President Trump is clearly sensitive to the sensitivity of the U.S. stock market, with a flurry of marketing-like tweets following the close of trade dealings on Friday. He was selling America on the value of tariffs and “Made in America,” which may sound okay to many today; but when prices of goods rise in America, the same may not be true. Furthermore, the strength of the job market and previously impervious economic growth could be impaired if China takes a more dramatic step in response to U.S. trade policy pressures.

“In kind” retribution includes increased tariffs on American exports into China, like those announced on Monday. As things scale up, it is starting to scare investors, but there are a few taboo transactions that would probably terrify them into a 10%+ correction.
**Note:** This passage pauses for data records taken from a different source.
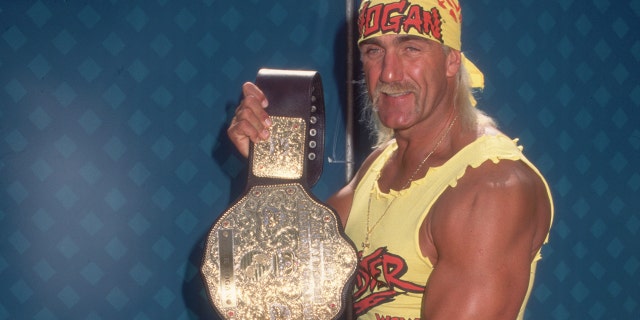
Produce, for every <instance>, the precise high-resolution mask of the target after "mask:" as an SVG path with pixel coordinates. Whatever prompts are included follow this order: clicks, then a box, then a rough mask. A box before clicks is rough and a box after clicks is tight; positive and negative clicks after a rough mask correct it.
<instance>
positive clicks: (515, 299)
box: [422, 161, 550, 320]
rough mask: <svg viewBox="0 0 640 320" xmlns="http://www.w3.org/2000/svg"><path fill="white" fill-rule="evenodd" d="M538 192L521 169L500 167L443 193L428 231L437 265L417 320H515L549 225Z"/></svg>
mask: <svg viewBox="0 0 640 320" xmlns="http://www.w3.org/2000/svg"><path fill="white" fill-rule="evenodd" d="M543 188H544V186H543V185H542V183H541V181H540V179H539V178H538V177H537V176H536V175H535V174H534V173H533V172H531V171H530V170H529V169H528V168H526V167H524V165H522V164H521V163H519V162H512V161H502V162H500V163H499V164H493V163H491V162H489V163H485V164H483V165H482V166H480V167H478V168H476V169H471V170H469V172H468V173H467V174H466V175H465V176H464V178H463V179H462V180H461V181H459V184H458V186H456V188H453V189H450V190H449V191H448V192H447V193H445V194H443V196H442V198H441V199H440V200H439V201H438V204H437V205H436V206H435V207H434V208H433V209H434V210H433V211H432V215H431V214H430V215H431V217H430V221H429V223H428V224H427V227H428V230H427V233H428V234H429V235H430V239H431V241H433V244H434V245H435V248H436V250H437V262H436V266H435V270H434V271H433V273H432V275H431V277H430V279H429V281H428V283H427V287H426V289H425V295H424V297H423V305H422V319H425V320H440V319H460V320H462V319H474V320H482V319H491V320H496V319H505V320H506V319H509V320H513V319H515V318H516V317H517V315H518V311H519V309H520V306H521V305H522V302H523V300H524V298H525V295H526V292H527V288H528V283H529V276H530V264H531V261H532V259H533V257H534V255H535V253H536V252H537V250H538V249H539V248H540V246H541V245H542V242H543V241H544V236H545V235H546V230H547V228H548V226H549V219H550V216H549V205H548V203H547V204H545V203H544V201H543V200H546V197H544V196H543V194H542V193H543V191H544V189H543ZM547 202H548V201H547ZM543 234H544V235H543Z"/></svg>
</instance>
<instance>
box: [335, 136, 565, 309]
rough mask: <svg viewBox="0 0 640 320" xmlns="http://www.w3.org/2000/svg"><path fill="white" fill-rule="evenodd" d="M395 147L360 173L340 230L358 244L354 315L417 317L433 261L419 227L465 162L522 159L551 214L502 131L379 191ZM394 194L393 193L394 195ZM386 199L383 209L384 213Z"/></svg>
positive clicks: (533, 265)
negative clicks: (400, 213) (428, 257)
mask: <svg viewBox="0 0 640 320" xmlns="http://www.w3.org/2000/svg"><path fill="white" fill-rule="evenodd" d="M396 149H397V145H396V144H395V143H392V144H390V145H389V146H388V147H387V148H385V150H383V152H382V153H381V154H380V156H379V157H378V158H377V159H376V160H374V162H373V163H372V164H371V167H370V169H369V170H368V171H367V172H366V173H365V175H364V176H363V177H362V180H361V181H360V183H359V184H358V186H357V187H356V190H355V194H354V198H353V204H352V207H351V211H350V213H349V219H348V221H347V225H346V226H345V232H346V234H347V235H348V236H349V238H351V240H353V242H354V243H355V244H356V246H358V250H359V252H358V255H359V258H360V262H359V266H358V272H357V274H356V279H355V288H354V314H355V315H356V316H357V318H358V319H376V320H377V319H404V320H416V319H420V307H421V303H422V294H423V291H424V286H425V284H426V280H427V279H428V278H429V276H430V274H431V271H432V270H433V265H432V264H431V262H430V261H429V259H428V258H426V257H423V256H422V253H421V251H420V246H419V242H418V235H419V228H420V225H421V224H422V222H423V221H424V219H425V217H426V215H427V213H428V212H429V210H430V208H431V206H432V205H433V204H434V203H435V202H436V200H437V199H438V197H439V196H440V195H441V194H442V193H443V192H444V191H445V190H446V189H447V188H448V187H455V186H456V184H457V181H458V179H460V178H461V177H462V176H463V175H464V173H465V171H466V169H467V168H468V167H472V168H477V167H478V166H480V165H481V164H482V163H484V162H485V161H487V160H491V161H493V162H494V163H497V162H499V161H500V160H512V161H518V160H519V161H522V162H524V163H526V164H527V165H528V166H529V167H531V169H532V170H534V171H535V172H536V173H537V174H538V175H539V176H540V178H541V179H542V180H543V181H544V184H545V187H546V188H547V194H548V197H549V202H550V204H551V211H552V215H553V203H552V198H551V192H550V190H549V187H548V185H547V183H546V181H545V180H544V178H543V177H542V175H541V174H540V172H539V170H538V169H537V168H536V167H535V166H533V164H531V162H529V160H527V159H526V158H525V157H524V155H523V154H522V151H521V149H522V148H521V147H519V146H518V145H517V140H511V139H510V138H508V137H506V136H504V135H496V136H490V135H485V136H482V137H480V138H478V139H477V140H476V141H474V142H472V143H470V144H469V145H467V146H466V147H465V148H463V149H462V150H460V152H458V153H457V154H456V155H454V156H453V157H452V158H451V159H450V160H449V161H447V162H446V163H445V164H443V165H442V166H440V167H434V168H431V169H429V171H428V172H427V175H426V176H425V177H424V178H422V179H418V180H415V181H413V182H412V183H411V185H410V186H409V188H407V189H404V190H401V191H395V190H391V192H390V193H383V192H382V191H380V189H379V188H378V184H377V183H376V181H377V177H378V174H379V173H380V170H382V168H383V167H384V164H385V163H386V162H387V159H388V158H389V157H390V156H391V155H392V154H393V152H394V151H395V150H396ZM395 198H398V199H396V200H395V201H394V199H395ZM389 205H391V207H389V208H388V211H389V212H387V213H386V214H384V212H385V211H386V209H387V207H388V206H389ZM369 209H370V210H371V212H370V214H369V228H370V229H372V231H371V232H370V235H369V239H368V240H369V247H368V248H367V249H365V250H363V249H362V246H361V245H362V243H364V242H365V237H366V233H367V215H368V213H367V212H368V211H369ZM397 212H402V219H397V217H398V214H397ZM394 213H395V214H394ZM374 225H375V227H373V226H374ZM547 240H548V234H547ZM545 242H546V241H545ZM540 258H541V255H540V252H538V254H537V256H536V258H535V259H534V261H533V262H532V264H531V276H530V280H529V289H528V290H527V295H526V297H525V300H524V302H523V304H522V307H521V308H520V314H519V315H518V319H522V317H523V315H524V309H525V306H526V304H527V301H528V299H529V295H530V293H531V288H532V286H533V281H534V276H535V270H536V264H537V261H538V260H540Z"/></svg>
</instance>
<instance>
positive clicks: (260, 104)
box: [227, 82, 271, 157]
mask: <svg viewBox="0 0 640 320" xmlns="http://www.w3.org/2000/svg"><path fill="white" fill-rule="evenodd" d="M242 95H243V98H242V100H241V101H240V105H238V107H237V108H236V113H235V116H234V117H233V119H232V120H231V125H229V128H228V129H227V135H228V136H229V139H231V142H232V143H233V144H234V145H235V146H236V148H237V149H238V151H240V153H241V154H242V155H243V156H245V157H247V156H248V155H249V142H253V143H257V142H260V141H262V140H266V139H268V138H269V127H270V126H271V119H270V118H269V115H268V114H267V112H266V111H265V108H266V107H267V106H268V104H269V103H268V101H267V99H266V97H265V96H264V94H263V93H262V91H261V90H260V89H259V88H258V87H257V86H256V85H255V84H253V83H250V82H247V83H245V84H244V85H242Z"/></svg>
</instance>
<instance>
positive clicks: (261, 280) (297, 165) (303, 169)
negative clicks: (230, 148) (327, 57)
mask: <svg viewBox="0 0 640 320" xmlns="http://www.w3.org/2000/svg"><path fill="white" fill-rule="evenodd" d="M256 85H258V87H259V88H260V89H261V90H262V91H263V92H264V94H265V95H266V97H267V99H268V100H269V107H268V108H267V111H268V112H269V114H270V117H271V120H272V121H273V125H272V126H271V128H270V130H271V135H270V137H269V140H268V141H263V142H259V143H256V144H252V145H251V148H250V152H249V176H248V181H247V188H246V189H245V191H244V194H243V195H242V197H241V198H240V200H237V201H236V202H235V203H234V204H233V205H232V206H231V207H230V208H229V209H227V210H226V211H225V212H224V213H222V215H221V216H220V217H219V218H218V219H217V220H216V222H215V223H214V225H213V227H212V228H211V230H210V232H209V237H208V239H207V242H206V248H205V252H204V259H203V264H202V269H201V271H202V274H203V276H204V279H205V283H206V288H207V291H208V294H209V297H210V299H211V301H212V303H213V305H214V307H215V308H216V310H217V311H218V313H219V315H220V316H221V317H222V318H224V319H250V320H254V319H322V320H324V319H335V318H337V317H338V316H339V315H340V314H341V313H342V312H343V311H344V309H345V301H346V298H347V296H348V295H349V294H350V292H349V288H348V287H349V286H348V284H349V283H350V280H351V278H352V277H353V275H354V273H355V270H356V265H357V257H356V250H355V248H354V247H353V245H352V243H351V242H350V241H349V240H347V239H346V238H345V237H344V233H343V230H342V227H341V225H340V222H339V220H338V218H337V215H336V214H335V212H334V211H333V210H332V209H331V208H329V207H328V206H326V205H324V204H322V203H320V201H319V200H317V199H316V198H315V197H314V196H313V195H312V194H311V192H310V191H309V188H310V187H311V186H312V185H314V184H315V183H316V182H317V180H318V178H319V177H320V174H321V172H322V159H323V147H324V96H323V93H322V82H321V80H320V75H319V74H318V73H317V72H314V71H289V70H270V69H261V70H260V71H259V72H258V76H257V78H256Z"/></svg>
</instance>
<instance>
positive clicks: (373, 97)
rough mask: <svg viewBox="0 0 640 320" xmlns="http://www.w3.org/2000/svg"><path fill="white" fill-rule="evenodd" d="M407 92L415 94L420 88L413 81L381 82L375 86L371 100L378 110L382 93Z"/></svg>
mask: <svg viewBox="0 0 640 320" xmlns="http://www.w3.org/2000/svg"><path fill="white" fill-rule="evenodd" d="M407 92H410V93H414V94H415V93H417V92H418V88H417V87H416V86H415V85H413V84H411V83H406V82H392V83H385V82H381V83H379V84H378V86H377V87H376V88H375V90H374V92H373V94H372V95H371V102H372V104H373V108H374V110H376V111H377V109H378V102H379V100H380V95H382V94H389V95H393V94H402V93H407Z"/></svg>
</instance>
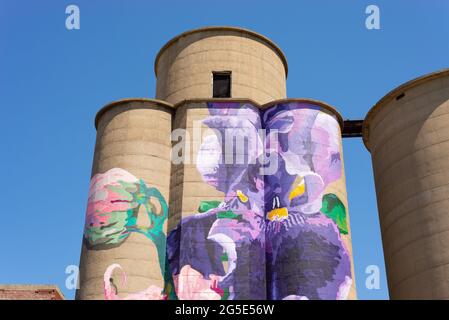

The President has banked on China balking on such options. I am not any longer because President Trump has shown he is sensitive to the performance of the U.S. stock market, and I think China sees that now. China has the ability to severely disrupt the operations of Apple (AAPL) and Boeing (BA), two critical companies to the performance of the Dow Jones Industrial Average, and certainly important enough to sway similarly significant stocks in other indices. And the yuan was down 0.8% early Monday in the U.S., also weighing against financial market stability.

Fear alone about what China can do has got stocks sharply lower to start the week. Perhaps this will bring the U.S. President to the table, and off the Twitter, but maybe not until after a stock market correction. As of the publishing of this article, President Trump was still threatening further escalation. Thus, I see wisdom in hedging market risk now and raising cash levels. The risk of unorthodox responses and unwanted side effects in this trade war is returning to factor analyses, and it is important enough now to protect wealth stores, in my view.

Disclosure: I/we have no positions in any stocks mentioned, and no plans to initiate any positions within the next 72 hours. I wrote this article myself, and it expresses my own opinions. I am not receiving compensation for it (other than from Seeking Alpha). I have no business relationship with any company whose stock is mentioned in this article.